There were great expectations for the role of 3D ultrasound in the diagnosis of facial clefts, especially in the challenging diagnosis of the palate. 3D ultrasound does not seem to improve the detection rate of cleft lip and palate; however, a more precise and reliable diagnosis can be achieved. For example, rendered images of the face can show unequivocally that the upper lip is intact (see Fig. 35.5 ) or may be useful in defining the extent of the cleft(s) in the lip (complete or incomplete, uni- or bilateral) ( Fig. 35.22 ).
Several techniques have been proposed to improve detection of especially cleft palate.
First the ‘reverse-face’ view was introduced by Campbell. With this technique, a frontal 3D-rendered view of the face is obtained and rotated 180 degrees around the y-axis of the fetus. Then by looking from the oropharynx (from inside out), the palate, tongue, nasal cavity and orbits can be seen by scrolling through the volume ( Fig. 35.23 ).
Hereafter different strategies using 3D volumes have been developed to visualise the palate; these techniques include the ‘flipped-face’ view ( Fig. 35.24 ), the ‘flipped face’ view with angled insonation, the anterior axial 3D view reconstruction and variants of these. They differ mainly in starting plane, insonation angles, the way the volume is rotated and the position of the view bar. The best images are obtained when the head of the fetus is slightly extended, the mouth is open and amniotic fluid is present in the oral cavity (see Fig. 35.20 ). In everyday practice, fetuses have very different positions, and the image quality differs in each patient. Therefore the best strategy must be considered on a case-by-case basis.

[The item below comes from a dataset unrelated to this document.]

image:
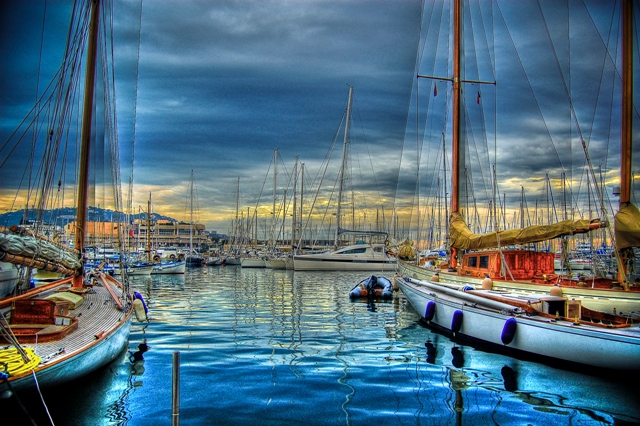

Recently, new 3D tools such as the ‘polyline’ enable tracing a line along the curved 2D sagittal view of the palate and to obtain a rendered image of it ( Fig. 35.25 ). Also in these cases, it is important that the fetus has a slightly open mouth and that the palate lies as much as possible perpendicular to the scanning plane.
Micrognathia refers to a hypoplastic mandible. In retrognathia, the anteroposterior axis is mostly affected. Both conditions usually coexist, but frequently only the term micrognathia is used to refer to the combination micrognathia and retrognathia. After facial clefts, micrognathia is the most common congenital facial anomaly. Micrognathia can be isolated but is often associated. Conditions presenting micrognathia can be categorised in syndromic conditions primarily involving the mandible (e.g. Pierre Robin sequence, Treacher Collins syndrome, acrofacial dysostosis, orofaciodigital syndromes), skeletal and neuromuscular diseases (e.g. Pena–Shokeir syndrome, multiple pterygium syndrome, achondrogenesis, campomelic dysplasia), chromosomal aberrations (e.g. trisomy 18, trisomy13, triploidy, cri du chat syndrome, Wolf-Hirschhorn syndrome, Pallister Killian syndrome) and other nonchromosomal syndromic conditions (e.g. Meckel-Gruber syndrome, Fryns syndrome, Goldenhar syndrome, Peters plus syndrome). A search in the OMIM website (Online Mendelian Inheritance in Man, a database of human genes and genetic disorders) retrieved 564 hits for ‘micrognathia’ and 180 for ‘retrognathia, (in 2017). Table 35.1 summarises publications on the incidence of associated conditions. The very low percentage of isolated cases illustrates the severity of this facial anomaly, although it is likely that mild isolated cases escape prenatal identification.